Tug of War: Partners A and B face each other and grasp hands, leaning away from each other and pulling.
Sailor: Partner A kneels on the ground with one knee down and one knee propped up to the side. Partner B sits on Partner A’s knee. Partner A salutes.
Chain: Both partners cross their arms and kneel with one knee down, facing each other. They then hold each other’s hands.
Airplane: Partner A stands with arms out to each side like airplane wings and back leg up in arabesque. Partner B holds Partner A’s leg up.

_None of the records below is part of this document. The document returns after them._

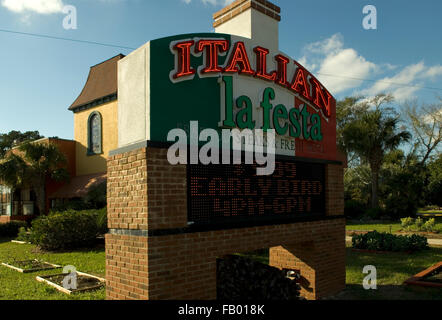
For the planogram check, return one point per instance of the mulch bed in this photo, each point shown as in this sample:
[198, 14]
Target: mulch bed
[431, 277]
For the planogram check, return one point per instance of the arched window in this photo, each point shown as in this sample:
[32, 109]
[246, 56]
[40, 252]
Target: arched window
[94, 130]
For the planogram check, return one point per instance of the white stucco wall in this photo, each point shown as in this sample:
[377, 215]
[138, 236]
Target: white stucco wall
[254, 25]
[134, 97]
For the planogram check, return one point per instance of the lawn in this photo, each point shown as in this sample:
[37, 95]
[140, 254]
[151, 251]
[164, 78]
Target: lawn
[392, 270]
[18, 286]
[386, 226]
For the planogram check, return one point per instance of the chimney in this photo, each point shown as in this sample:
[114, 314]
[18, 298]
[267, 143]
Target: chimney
[254, 19]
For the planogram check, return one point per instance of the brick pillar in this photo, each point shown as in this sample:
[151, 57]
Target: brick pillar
[321, 261]
[152, 254]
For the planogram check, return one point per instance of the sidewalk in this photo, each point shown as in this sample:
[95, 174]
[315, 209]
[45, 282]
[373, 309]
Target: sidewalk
[431, 242]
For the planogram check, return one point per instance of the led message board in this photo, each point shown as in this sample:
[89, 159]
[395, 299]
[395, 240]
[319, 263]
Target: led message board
[232, 193]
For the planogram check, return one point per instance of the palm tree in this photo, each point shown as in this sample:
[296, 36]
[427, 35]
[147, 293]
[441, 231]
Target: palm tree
[371, 135]
[32, 165]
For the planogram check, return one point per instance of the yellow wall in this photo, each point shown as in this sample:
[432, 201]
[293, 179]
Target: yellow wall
[95, 164]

All the partner A’s make a circle. All the partner B’s make a circle around the partner A’s circle. Turn on the music. As the music is playing, partners A and B walk in their separate, concentric circles in opposite directions (all A’s walk clockwise, all B’s walk counter-clockwise). When the music stops, the instructor calls out one of the above listed shapes. Each partnership must find each other and make the shape as quickly as possible. The last partnership to do so is out. If a partnership falls out of their shape, they could also be called out, depending on how quickly they get back into the shape.
Sometimes we play for “outs”. Sometimes, we just play for fun!
Also, often I instruct the students to each make their own partner shape, and we’ll add some in to make the game harder!